That's what I just bought. Seems more than adequate for my needs. Drives 3" screws into wood without a hitch. Actually it can easily strip the heads but then I don 't like to wait around so I crank up the torque setting on the chuck so that's my fault.


----------



## gunrush128 (Feb 18, 2015)

I'm running a milwaukee fuel m18 setup and I love it. I was using dewalt 18v for 10 years prior, and let me tell you, the milwaukee fuel is great!


Sent from my iPhone using Tapatalk


----------



## rnollkamper (Mar 4, 2015)

I am a mechanic in an automotive shop, and I use nothing but Milwaukee 18v brushless. I have for the last year or so and they have been extremely dependable, and stronger than the snap-on equivalent at half the cost AND better warranty. I have the hammer drill for around the house as well, and it has drilled through rock and brick with ease, as long as you have a high quality masonry bit. My $0.02: Milwaukee for the win!


----------



## sawfun (Mar 15, 2015)

How do the Makita 18v drills and impact wrenches compare to the Milwaukie? 

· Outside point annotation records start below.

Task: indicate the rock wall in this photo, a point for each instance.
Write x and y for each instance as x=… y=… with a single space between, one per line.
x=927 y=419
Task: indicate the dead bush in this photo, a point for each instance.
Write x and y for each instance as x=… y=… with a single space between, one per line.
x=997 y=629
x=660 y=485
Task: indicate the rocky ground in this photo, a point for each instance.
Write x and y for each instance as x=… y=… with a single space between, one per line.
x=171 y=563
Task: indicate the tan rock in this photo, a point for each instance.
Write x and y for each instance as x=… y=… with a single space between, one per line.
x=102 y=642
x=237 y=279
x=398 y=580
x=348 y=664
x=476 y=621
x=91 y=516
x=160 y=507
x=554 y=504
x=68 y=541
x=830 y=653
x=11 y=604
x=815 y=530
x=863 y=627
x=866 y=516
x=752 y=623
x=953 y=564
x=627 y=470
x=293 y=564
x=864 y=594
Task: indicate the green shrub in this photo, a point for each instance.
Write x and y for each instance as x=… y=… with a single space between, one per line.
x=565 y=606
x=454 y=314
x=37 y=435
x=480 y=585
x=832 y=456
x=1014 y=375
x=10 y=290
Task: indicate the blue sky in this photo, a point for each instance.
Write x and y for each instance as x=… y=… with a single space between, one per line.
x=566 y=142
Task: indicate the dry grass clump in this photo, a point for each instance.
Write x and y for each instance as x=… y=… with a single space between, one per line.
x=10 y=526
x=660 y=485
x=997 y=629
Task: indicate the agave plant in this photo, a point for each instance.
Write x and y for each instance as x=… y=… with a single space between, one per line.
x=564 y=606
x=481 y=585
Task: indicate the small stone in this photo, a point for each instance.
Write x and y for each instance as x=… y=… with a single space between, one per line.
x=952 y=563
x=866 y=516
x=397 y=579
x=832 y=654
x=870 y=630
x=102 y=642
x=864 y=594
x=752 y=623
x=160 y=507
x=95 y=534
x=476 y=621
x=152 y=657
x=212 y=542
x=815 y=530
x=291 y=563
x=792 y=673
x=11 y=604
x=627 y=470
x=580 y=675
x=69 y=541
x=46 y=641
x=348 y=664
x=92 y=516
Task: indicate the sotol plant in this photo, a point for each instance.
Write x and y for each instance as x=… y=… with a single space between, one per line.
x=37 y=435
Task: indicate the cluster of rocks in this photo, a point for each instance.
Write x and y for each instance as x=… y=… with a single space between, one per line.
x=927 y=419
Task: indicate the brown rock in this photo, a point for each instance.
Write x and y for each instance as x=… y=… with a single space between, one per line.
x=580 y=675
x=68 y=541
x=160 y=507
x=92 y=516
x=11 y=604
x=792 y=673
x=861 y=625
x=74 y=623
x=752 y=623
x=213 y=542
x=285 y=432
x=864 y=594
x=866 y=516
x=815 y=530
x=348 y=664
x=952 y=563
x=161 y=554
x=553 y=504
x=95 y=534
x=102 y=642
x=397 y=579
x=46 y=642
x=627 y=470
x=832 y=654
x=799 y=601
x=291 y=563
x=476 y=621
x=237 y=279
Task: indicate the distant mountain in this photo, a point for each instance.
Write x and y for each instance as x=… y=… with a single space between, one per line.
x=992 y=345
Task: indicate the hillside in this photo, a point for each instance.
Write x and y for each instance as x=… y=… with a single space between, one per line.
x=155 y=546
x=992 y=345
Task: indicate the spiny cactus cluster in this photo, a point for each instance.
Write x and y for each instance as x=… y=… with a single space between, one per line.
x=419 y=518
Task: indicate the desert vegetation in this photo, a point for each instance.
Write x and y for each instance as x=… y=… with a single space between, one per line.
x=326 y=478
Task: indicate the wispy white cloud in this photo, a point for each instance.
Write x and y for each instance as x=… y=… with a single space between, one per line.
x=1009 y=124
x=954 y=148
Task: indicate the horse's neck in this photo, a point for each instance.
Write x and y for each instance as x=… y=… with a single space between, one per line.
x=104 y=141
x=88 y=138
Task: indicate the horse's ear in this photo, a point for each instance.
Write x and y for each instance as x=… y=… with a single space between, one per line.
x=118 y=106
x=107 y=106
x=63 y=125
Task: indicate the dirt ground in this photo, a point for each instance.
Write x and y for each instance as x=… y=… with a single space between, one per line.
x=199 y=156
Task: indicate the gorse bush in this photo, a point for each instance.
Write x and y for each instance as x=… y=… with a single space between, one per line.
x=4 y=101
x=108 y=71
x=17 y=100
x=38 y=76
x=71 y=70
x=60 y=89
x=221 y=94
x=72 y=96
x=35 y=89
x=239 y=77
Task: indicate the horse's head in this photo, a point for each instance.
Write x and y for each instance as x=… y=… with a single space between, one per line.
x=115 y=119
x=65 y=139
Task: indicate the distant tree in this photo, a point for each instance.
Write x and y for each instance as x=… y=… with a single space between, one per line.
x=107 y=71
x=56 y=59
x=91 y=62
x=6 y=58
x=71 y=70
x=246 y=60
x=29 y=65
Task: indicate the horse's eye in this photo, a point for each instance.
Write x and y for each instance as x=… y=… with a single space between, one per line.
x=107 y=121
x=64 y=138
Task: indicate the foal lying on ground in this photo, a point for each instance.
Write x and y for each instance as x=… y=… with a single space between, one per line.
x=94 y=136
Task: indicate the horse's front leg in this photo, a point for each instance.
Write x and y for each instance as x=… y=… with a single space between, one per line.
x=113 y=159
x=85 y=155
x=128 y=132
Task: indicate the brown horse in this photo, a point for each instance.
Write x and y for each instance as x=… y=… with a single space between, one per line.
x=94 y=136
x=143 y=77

Is there a noticable difference in power or feel between the brushless and the standard tools?


----------



## rnollkamper (Mar 17, 2015)

Brushless have a merit of not sparking...great around fuel! Makita also makes top notch stuff, a couple other guys use them in the shop.


----------



## sawfun (Mar 17, 2015)

Thanks for the info, I have Makita stuff now and unless the Milwaukie was significantly better, I had no wish to change brands. Fuel fumes are not a big issue with what I do so I will wait till I need a new drill of impact before considering one.


----------